Учёный установил, что «выжить» и «остаться человеком» тесно связаны между собой. Главным направлением работы подпольной «клиники» было предотвращение самоубийств среди заключённых. И — противодействие чувству бессмысленности и ненужности жизни, которое Варлам Шаламов (в другом аду) назвал главным средством превращения человека в «доходягу» и его скорой гибели.
В этом аду погибли жена и родители Франкла. В этом аду возникла разработанная им и ставшая в дальнейшем весьма востребованной новая область психологии: логотерапия, или «исцеление смыслом». Вот его слова об основах новой науки:
«Мы должны были пробуждать волю к жизни, к продолжению существования, к тому, чтобы пережить заключение. Но в каждом случае мужество жить или усталость от жизни зависела исключительно от того, обладал ли человек верой в смысл жизни, в смысл своей жизни. Девизом всей проводившейся в концлагере психотерапевтической работы могут служить слова Ницше: «Тот, кто знает, „зачем“ жить, преодолеет почти любое „как“».
В мирное время Франкл дополнил свою науку понятием «воскресный невроз», симптомы которого: «подавленное состояние и ощущение пустоты, которое люди часто испытывают по окончании трудовой недели. Такое состояние происходит из-за так называемого экзистенциального вакуума, которое характеризуется ощущением скуки, апатии и пустоты. Человек ощущает сомнение, потерю цели и смысла деятельности.» То есть: смерть (равно бессмысленность и бесцельность) влачит его по строкам своей партитуры. Как говорил праотцу Якову ангел Эсава, ангел Смерти: «Зачем тебе моё имя? Зачем тебе суть и смысл?».

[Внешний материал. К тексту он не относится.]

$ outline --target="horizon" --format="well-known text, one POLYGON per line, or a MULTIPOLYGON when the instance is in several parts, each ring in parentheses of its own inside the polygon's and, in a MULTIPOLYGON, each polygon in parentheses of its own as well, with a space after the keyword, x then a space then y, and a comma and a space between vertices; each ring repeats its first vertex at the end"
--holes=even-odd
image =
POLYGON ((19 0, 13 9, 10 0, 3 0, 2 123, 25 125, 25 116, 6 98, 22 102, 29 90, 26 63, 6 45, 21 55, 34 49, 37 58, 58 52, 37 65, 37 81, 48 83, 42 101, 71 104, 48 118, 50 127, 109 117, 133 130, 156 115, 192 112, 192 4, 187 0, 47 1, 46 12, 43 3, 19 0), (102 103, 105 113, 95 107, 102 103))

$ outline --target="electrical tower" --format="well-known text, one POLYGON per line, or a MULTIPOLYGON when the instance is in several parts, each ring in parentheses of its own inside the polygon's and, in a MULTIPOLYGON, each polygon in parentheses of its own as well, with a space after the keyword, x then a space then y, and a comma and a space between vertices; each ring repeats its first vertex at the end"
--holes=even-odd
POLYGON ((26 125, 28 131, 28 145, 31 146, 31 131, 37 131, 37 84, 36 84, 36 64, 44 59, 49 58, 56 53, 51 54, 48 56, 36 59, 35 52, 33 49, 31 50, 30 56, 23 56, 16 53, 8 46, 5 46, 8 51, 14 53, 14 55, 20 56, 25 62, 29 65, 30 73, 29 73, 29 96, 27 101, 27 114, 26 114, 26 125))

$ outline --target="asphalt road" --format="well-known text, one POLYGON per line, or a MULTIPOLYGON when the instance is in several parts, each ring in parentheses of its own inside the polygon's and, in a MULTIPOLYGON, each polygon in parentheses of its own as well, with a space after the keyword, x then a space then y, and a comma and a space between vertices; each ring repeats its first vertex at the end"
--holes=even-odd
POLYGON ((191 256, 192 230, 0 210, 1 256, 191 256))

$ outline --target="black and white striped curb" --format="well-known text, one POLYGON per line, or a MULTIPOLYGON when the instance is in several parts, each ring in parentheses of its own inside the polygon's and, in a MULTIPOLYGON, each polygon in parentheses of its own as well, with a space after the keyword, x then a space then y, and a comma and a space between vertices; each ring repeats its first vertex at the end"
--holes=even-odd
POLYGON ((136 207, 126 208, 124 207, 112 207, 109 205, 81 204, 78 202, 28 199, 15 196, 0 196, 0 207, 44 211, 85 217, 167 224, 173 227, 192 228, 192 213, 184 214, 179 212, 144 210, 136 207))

Франкл писал, что с точки зрения выживаемости, сохранения жизни в окружении смерти выделялись три группы людей. У каждой было то, что превосходило по ценности дихотомию жизни и смерти. Это: аристократы крови, для которых «честь важнее, чем жизнь»; искренне верующие люди, над которыми есть большее, чем их повседневное бытиё; люди глубоко интеллигентные, всегда нацеленные на познание (как он сам). В конечном итоге его вывод: у тех, у кого выше качество жизни — больше шансов на самоё жизнь.
Но всё-таки — очень многие праведные и достойные люди, чья жизнь была наполнена смыслом, просто механически уничтожались. Разумеется, Всевышний всё расставляет по местам: кому опоздать в Башни-близнецы или на подлодку «Курск», и кому пройти по мосту, где через минуту врежется в толпу микроавтобус «религиозного» фанатика. Но — что означает, как и где продолжает звучать мелодия, где всё играет и играет разорванная струна прерванной жизни?
Где? В духовном бытии самого этого человека. В его потомках — телесных и духовных. В той единой симфонии содержания, что на жаргоне именуют «ноосферой». В Книгах заслуг семьи, народа и человечества. В Книге судьбы мира, который, говоря любимыми мною словами поэта Рамбама, «каждая заповедь, каждой достойный поступок человека поднимает к более возвышенному состоянию, к иному закону бытия, а каждый грех…».
Потому, что только для закоренелых злодеев навечно звучит мелодия смерти. Для других… но мы об этом уже говорили. Говорят наши учителя, что самое страшное наказание в Геиноме — стыд. В том числе — стыд за неспетые песни, за растраченные на мизерное минуты, за упущенные прекрасные симфонии… Их так будет в вечности не хватать.